SI 618 final project
💻Data Analysis: Spark SQL, PySpark, Hadoop
🎨Data visualization: Python Altair
It’s not a secret that there exists an inherent gender bias in the movie business. Female actors usually have less income than male actors. There are fewer female protagonists in movies, and female characters are usually lack of serious development and depth compared to their male counterparts. How to quantify this gender bias is one of the topics of interest. Inspired by an article by FiveThirtyEight about the relationship between female prominence in movies, evaluated by the Bechdel test, and movie budget and box office, I decided to explore this topic further in this project. Specifically, I was wondering what kind of movie will pass the Bechdel test. Thus, in this project, I examined and discussed the relationship between a set of movie characteristics with passing the Bechdel test, including release decade, country of production, movie genre, crew gender, IMDb rating, budget, domestic and international box office and return of investment (ROI).

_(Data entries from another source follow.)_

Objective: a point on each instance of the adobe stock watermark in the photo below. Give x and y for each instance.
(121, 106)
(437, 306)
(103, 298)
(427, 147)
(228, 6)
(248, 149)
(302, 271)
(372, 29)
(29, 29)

* Bechdel movie dataset from BechdelTest.com
* Boxofficemojo dataset from Kaggle
* IMDb movies extensive dataset from Kaggle
Some of the findings:
💡For more analyses, including details of data preprocessing and manipulation, and more visualizations, please refer to the final report
1. Overall, there is an increasing trend in the percentage of movies passing the Bechdel test (represented by the green bars) over decades.
2. There is an overall trend that the higher the IMDb rating, the lower the percentage of movies passing the Bechdel test.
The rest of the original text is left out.